After the defeat, Osgood expressed surprise by the apparent apathy and discouragement of the electorate and suggested it might have some relationship to the general national malaise following in the wake of the Watergate scandal, President Richard M. Nixon having just hired a dozen lawyers to clear his name. The GOP thought enough of his effort to elect him town committee chairman for the following term.
Osgood was born on June 13, 1921, in Olean, N.Y., the oldest of five children in the family of Harold A. Osgood Sr., an engineer, and Velma Hepworth Osgood. The family migrated to Stamford when he was 10, and he graduated from Stamford High School in 1939 after performing for the football and baseball teams. He later took a post-graduate program at St. Basil’s where he again played football and baseball before matriculating at Bridgeport Engineering Institute from which he graduated at the top of his class. After four years in the U.S. Marine Air Corps during World War II, he returned to the University of Bridgeport for a mechanical engineering degree and would later add a degree in employee management from Fairfield University.

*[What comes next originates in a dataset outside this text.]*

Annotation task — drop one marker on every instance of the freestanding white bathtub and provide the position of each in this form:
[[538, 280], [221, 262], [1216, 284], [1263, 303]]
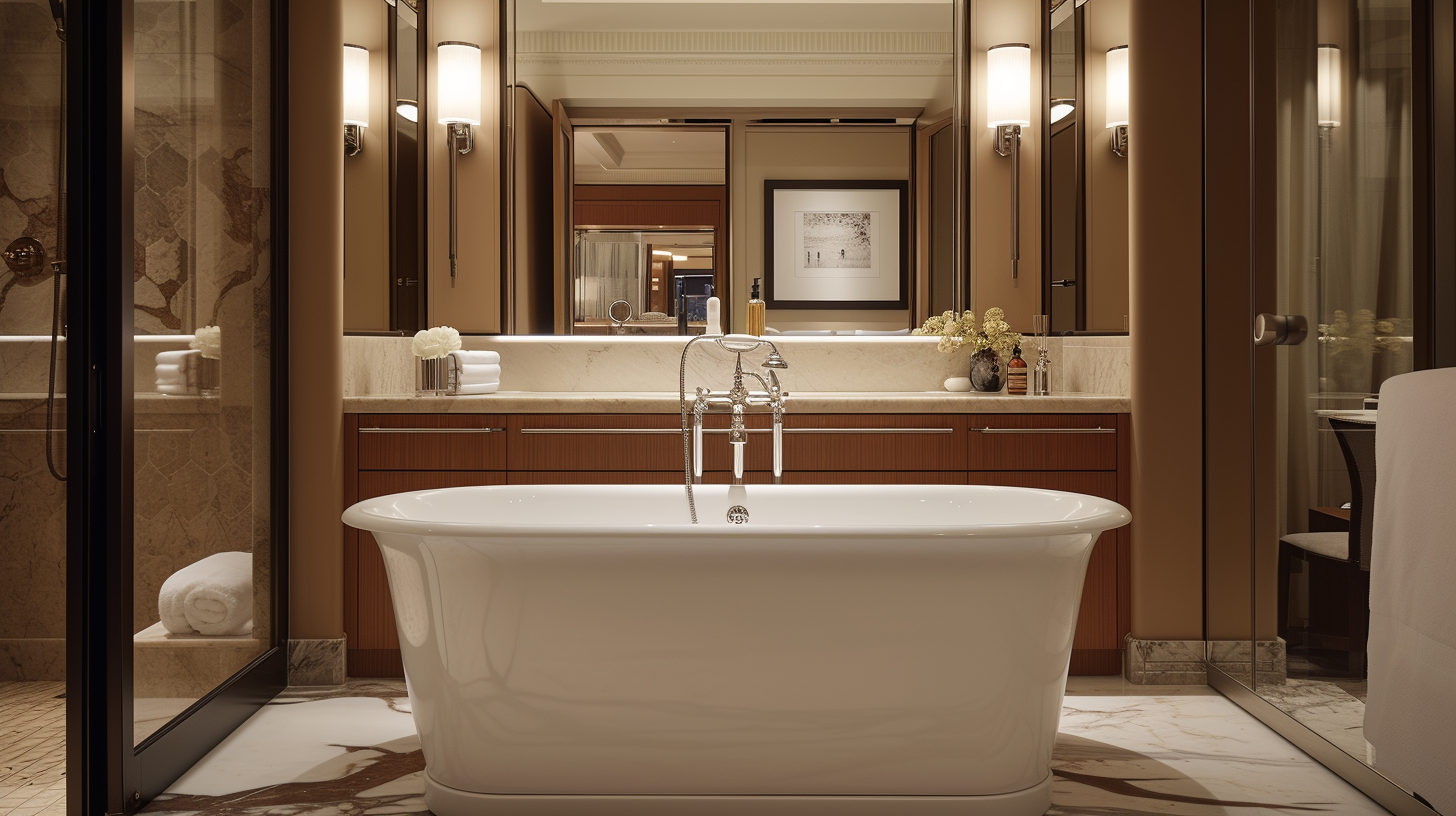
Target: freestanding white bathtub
[[845, 650]]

This prepared him for significant contributions to a litany of area manufacturing companies, among them Pitney Bowes, Sperry Univac, Perkin Elmer, CBS Labs, Remington Rand, Burndy and Research Laboratory Inc. through which he and a small group of entrepreneurial engineers developed a mini-camera which proved popular for a period.
Osgood displayed his civic responsibility with several organizations. He was chairman of the American Heart Association local chapter, chairman of the Norwalk-Wilton American Red Cross chapter, co-founder of Norwalk Community College as a member of the Citizens Advisory Council, commander of the Mahackemo Detachment Marine Corps League, a governor of the Silvermine Community Association, president of the Roger Sherman Branch of the Sons of the American Revolution and Memorial Day parade marshal as a member of the Norwalk Veterans Memorial Committee. He was also highly involved in law enforcement through the presidency of the Police Commissioners Association of Connecticut, which presented him its first lifetime achievement award in 1994. He assumed responsibility for several years of the one-acre memorial to the 150 slain police officers of Connecticut maintained at the Connecticut Police Academy. He was an active member of Our Lady of Fatima Church in Wilton where he performed all the functions available to laymen.
Surviving in addition to his wife of 69 years are two daughters, Karen Osgood Hargraves (Peter J.) of Falmouth, Mass., and Betsy Osgood Fitzgerald (John) of Coventry; a brother, Benten F. Osgood of Vernon; a sister, Joan Osgood Colby of Manchester, six grandchildren — Kristin Hargraves Hennessy, Sara Hargraves, Daniel Hargraves, Jonathan Hargraves, Jared Suprenant and Kyle Suprenant — and four great grandchildren — Ryan Olmo, Zachary Hennessy, Holden Hargraves and Harrison Hargraves. He was predeceased by a brother, Allen F. Osgood and a sister, Mary Osgood.
A Mass of Christian Burial will be celebrated at 10:30 a.m. Friday in Our Lady of Fatima Church, 229 Danbury Road, Wilton. Interment will be at a later date. There are no calling hours. Memorials may be made to Our Lady of Fatima Church or to a charity of choice. Arrangements are being handled by Collins Funeral Home, 92 East Ave.